Mary of Scotland was two years queen of France, and then her husband died, and she had to come back to Scotland. There most of the people had taken up the doctrines that made them hate the sight of the clergy and services she had brought home from France; they called her an idolater, and would hardly bear that she should hear the old service in her own chapel. She was one of the most beautiful and charming women who ever lived, and if she had been as true and good as she was lovely, nobody could have done more good; but the court of France at that time was a wicked place, and she had learnt much of the wickedness. She married a young nobleman named Henry Stuart, a cousin of her own, but
he turned out foolish, selfish and head-strong, and made her miserable; indeed, he helped to kill her secretary in her own bedroom before her eyes.
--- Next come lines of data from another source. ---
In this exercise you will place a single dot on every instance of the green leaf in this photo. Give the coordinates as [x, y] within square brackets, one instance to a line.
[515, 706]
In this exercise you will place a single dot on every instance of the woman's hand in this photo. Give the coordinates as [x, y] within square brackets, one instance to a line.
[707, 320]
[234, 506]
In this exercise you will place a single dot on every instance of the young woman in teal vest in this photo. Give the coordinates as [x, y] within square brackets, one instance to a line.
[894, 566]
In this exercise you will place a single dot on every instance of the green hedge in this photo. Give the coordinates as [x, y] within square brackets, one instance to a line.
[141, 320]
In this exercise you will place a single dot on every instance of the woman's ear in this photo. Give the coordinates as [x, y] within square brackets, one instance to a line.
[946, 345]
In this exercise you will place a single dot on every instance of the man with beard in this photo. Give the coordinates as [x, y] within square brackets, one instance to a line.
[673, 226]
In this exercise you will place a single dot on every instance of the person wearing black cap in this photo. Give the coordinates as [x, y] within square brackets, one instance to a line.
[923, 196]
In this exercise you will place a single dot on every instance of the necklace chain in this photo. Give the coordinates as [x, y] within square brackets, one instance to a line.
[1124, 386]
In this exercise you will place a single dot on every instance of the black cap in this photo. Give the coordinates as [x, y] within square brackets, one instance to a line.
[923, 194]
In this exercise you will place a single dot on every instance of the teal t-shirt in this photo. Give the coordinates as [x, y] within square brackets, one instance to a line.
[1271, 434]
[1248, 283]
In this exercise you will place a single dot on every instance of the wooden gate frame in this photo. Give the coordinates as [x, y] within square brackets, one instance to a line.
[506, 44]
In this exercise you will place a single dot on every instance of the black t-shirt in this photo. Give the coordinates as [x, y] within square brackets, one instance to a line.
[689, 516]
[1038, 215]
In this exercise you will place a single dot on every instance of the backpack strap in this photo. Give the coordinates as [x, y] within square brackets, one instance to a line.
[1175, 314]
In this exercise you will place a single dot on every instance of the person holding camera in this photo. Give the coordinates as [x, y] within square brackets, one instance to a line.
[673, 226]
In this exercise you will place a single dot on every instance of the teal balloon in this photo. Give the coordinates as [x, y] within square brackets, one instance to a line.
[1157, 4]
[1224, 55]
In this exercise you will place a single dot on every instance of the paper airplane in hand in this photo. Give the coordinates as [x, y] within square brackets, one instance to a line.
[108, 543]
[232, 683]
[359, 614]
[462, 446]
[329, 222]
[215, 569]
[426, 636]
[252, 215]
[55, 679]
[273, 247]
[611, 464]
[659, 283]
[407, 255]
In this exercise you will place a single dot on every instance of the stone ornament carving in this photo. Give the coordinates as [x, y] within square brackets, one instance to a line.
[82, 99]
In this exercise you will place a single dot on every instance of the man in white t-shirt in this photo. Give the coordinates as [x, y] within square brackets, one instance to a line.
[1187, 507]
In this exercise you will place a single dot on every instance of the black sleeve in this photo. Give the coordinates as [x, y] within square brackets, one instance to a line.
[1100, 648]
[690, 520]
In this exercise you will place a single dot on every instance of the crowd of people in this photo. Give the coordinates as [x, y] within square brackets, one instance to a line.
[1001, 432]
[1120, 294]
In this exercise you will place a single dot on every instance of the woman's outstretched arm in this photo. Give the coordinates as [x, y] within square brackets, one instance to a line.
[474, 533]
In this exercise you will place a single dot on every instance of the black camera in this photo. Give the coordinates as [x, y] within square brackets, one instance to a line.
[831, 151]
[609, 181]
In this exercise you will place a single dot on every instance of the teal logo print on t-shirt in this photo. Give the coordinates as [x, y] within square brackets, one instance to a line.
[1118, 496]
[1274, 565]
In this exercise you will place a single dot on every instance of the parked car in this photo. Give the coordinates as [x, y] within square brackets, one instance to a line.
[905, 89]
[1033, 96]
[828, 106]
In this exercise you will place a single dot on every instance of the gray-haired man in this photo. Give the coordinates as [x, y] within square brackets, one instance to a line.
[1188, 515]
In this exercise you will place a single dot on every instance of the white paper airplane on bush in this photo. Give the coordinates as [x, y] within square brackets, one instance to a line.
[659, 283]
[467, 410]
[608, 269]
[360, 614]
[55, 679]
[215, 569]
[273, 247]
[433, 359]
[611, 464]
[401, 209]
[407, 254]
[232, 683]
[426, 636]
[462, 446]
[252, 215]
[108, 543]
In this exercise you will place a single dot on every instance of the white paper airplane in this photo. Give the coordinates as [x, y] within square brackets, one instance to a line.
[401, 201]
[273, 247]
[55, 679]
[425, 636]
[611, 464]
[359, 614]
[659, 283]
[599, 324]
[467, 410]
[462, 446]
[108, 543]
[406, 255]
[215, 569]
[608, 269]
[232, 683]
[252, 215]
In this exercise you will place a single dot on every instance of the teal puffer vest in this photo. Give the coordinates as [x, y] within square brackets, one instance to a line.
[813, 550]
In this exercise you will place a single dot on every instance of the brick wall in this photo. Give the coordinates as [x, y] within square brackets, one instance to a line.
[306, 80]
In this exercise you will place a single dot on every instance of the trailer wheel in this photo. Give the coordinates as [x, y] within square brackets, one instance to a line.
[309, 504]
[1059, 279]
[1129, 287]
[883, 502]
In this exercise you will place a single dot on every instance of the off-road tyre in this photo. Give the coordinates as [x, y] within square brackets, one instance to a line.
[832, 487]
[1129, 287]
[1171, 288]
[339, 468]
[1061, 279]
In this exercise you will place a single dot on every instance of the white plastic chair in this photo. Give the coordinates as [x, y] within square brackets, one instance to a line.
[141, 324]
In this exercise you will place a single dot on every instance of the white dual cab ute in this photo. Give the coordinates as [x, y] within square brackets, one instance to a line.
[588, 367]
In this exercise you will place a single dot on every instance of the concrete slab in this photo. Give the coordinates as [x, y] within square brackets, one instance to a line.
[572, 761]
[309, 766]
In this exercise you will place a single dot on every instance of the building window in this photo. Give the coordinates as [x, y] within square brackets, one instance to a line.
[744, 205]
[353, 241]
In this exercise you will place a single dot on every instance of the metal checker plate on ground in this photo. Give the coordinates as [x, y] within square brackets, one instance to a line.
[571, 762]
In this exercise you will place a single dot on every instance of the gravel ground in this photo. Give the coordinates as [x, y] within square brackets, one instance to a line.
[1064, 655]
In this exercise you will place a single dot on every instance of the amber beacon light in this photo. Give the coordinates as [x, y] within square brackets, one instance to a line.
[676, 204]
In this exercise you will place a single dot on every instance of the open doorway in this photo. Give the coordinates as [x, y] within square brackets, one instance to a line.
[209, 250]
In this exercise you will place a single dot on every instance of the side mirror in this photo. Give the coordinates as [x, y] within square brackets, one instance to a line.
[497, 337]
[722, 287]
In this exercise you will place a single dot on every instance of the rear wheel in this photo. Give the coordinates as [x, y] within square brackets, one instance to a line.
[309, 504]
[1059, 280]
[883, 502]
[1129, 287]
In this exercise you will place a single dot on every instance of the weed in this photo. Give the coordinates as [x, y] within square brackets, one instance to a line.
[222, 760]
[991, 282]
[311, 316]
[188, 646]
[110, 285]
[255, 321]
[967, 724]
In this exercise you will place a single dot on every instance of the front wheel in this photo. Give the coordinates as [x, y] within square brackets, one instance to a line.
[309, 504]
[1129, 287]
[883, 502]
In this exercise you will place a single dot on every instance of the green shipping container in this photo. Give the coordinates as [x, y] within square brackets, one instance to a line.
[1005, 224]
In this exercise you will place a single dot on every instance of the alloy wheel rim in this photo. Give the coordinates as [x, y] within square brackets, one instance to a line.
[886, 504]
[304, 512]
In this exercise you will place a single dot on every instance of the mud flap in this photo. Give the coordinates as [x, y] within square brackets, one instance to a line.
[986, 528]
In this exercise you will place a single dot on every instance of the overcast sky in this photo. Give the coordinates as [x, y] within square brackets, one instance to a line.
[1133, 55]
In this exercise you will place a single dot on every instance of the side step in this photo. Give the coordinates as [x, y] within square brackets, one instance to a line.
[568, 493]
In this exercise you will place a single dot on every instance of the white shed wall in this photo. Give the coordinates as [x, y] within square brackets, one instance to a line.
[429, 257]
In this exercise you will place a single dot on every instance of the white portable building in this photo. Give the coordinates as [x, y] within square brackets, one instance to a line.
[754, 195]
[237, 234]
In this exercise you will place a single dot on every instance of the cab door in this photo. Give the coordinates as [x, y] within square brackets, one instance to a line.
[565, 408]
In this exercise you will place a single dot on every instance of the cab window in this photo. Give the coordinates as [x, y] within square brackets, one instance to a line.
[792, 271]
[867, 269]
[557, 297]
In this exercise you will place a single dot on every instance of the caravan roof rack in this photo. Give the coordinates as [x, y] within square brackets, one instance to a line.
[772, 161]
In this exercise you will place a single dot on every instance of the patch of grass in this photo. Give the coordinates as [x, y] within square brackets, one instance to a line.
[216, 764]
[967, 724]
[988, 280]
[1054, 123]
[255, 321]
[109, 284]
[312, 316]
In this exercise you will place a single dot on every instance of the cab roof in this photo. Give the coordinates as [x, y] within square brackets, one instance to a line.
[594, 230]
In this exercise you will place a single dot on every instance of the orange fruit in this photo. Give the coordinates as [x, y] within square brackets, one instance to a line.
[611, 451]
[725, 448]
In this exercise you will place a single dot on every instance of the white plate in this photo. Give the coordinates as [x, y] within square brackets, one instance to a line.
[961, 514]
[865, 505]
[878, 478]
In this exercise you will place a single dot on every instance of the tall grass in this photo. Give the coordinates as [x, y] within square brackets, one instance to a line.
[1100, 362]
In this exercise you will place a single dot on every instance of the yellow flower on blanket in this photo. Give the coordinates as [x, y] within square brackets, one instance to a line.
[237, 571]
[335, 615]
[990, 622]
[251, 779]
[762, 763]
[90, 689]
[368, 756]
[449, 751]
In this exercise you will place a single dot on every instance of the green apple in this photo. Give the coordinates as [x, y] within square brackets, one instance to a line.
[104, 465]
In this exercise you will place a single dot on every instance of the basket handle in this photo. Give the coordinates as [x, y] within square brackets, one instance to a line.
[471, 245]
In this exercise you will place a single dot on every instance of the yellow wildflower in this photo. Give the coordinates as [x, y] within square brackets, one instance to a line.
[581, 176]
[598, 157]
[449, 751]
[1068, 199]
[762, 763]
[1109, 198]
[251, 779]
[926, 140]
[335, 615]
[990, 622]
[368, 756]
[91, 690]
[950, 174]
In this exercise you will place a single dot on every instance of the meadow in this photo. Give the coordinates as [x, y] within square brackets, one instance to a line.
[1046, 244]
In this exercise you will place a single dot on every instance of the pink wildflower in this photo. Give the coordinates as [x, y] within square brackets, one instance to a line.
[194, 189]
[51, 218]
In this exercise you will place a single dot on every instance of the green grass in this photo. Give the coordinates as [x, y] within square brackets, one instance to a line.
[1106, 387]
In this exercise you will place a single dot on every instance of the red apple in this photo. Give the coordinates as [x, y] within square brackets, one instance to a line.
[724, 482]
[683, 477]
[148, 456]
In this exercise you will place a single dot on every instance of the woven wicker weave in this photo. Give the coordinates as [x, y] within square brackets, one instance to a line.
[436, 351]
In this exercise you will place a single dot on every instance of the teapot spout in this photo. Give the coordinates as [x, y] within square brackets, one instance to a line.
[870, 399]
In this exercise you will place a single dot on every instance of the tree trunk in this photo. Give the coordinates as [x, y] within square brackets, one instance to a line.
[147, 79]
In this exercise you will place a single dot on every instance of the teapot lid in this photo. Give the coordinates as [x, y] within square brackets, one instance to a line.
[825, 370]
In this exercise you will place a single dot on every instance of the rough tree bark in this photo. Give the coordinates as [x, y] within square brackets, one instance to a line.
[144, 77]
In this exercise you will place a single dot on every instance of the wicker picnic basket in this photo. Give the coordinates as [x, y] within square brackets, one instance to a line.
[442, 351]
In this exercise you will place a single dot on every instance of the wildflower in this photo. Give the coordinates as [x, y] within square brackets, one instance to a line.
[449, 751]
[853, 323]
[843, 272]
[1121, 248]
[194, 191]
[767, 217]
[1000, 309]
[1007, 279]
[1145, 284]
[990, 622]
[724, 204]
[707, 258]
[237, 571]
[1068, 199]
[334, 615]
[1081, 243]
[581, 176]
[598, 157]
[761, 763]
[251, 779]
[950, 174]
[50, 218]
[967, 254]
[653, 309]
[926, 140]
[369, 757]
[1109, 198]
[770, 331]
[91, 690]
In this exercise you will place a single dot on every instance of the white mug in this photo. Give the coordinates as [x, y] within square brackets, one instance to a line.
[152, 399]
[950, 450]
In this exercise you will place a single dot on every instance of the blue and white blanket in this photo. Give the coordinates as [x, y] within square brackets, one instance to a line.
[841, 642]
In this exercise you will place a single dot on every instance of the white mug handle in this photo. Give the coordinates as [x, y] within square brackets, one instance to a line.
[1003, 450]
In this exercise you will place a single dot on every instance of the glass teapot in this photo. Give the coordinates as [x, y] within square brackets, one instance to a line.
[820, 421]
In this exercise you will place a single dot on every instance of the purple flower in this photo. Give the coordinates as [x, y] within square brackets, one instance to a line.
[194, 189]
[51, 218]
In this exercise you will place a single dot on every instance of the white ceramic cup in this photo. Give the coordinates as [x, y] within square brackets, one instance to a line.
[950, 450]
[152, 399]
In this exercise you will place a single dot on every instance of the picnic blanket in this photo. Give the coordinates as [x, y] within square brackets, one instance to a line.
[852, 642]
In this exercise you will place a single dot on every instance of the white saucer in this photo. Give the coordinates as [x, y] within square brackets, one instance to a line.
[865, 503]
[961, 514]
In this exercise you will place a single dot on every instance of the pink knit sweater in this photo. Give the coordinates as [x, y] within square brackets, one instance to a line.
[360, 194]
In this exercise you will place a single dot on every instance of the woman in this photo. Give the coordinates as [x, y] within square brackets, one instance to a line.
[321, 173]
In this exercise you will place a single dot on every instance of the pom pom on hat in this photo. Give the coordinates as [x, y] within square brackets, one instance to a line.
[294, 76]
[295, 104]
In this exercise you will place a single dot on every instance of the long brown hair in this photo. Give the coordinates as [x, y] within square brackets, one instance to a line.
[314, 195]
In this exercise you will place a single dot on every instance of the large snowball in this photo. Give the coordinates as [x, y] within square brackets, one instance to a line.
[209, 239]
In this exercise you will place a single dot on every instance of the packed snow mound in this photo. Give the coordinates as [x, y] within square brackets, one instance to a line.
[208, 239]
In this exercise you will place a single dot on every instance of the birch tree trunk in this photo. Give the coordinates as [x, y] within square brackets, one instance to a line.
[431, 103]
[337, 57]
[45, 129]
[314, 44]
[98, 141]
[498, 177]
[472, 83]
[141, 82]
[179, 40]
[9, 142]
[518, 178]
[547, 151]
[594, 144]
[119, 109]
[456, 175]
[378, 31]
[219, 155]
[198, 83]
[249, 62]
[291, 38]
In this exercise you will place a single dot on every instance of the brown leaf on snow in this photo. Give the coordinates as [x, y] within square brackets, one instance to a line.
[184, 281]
She hated him so much at last, that there is only too much reason to fear that she knew of the plot, laid by some of her lords, to blow the poor man's house up with gunpowder, while he lay is his bed ill of smallpox. At any rate, she very soon married one of the very worst of the nobles who had committed the murder. Her subjects could not bear this, and they rose against her and made her prisoner, while her husband fled the country. They shut her up in a castle in the middle of a lake, and obliged her to give up her crown to her little son, James VI.-a baby not a year old. However, her sweet words persuaded a boy who waited on her to steal the keys, and row her across the lake, and she was soon at the head of an army of her Roman Catholic subjects. They were defeated, however, and she found no place safe for her in Scotland, so she fled across the Border to England. Queen Elizabeth hardly knew what to do. She believed that Mary had really had to do with Henry Stuart's death, but she could not bear to make such a crime known in a cousin and queen; and what made it all more difficult to judge was, that the kings of France and Spain, and all the Roman Catholics at home, thought Mary ought to be queen instead of Elizabeth, and she might have been set up against England if she might had gone abroad, or been left at large, while in Scotland she would have been murdered. The end of it was that Elizabeth kept her shut up in different castles. There she managed to interest the English Roman Catholics in her, and get them to lay plots, which always were found out. Then nobles were put to death, and Mary was more closely watched. This went on for nineteen years, and at last a worse plot than all was found out-for actually killing Queen Elizabeth. Her servants did not act honorably, for when they found out what was going on they pretended not to know, so that Mary might go on writing worse and worse things, and then, at last, the whole was made known. Mary was tried and sentenced to death, but Elizabeth was a long time making up her mind to sign the order for her execution, and at last punished the clerks who sent it off, as if it had been their fault.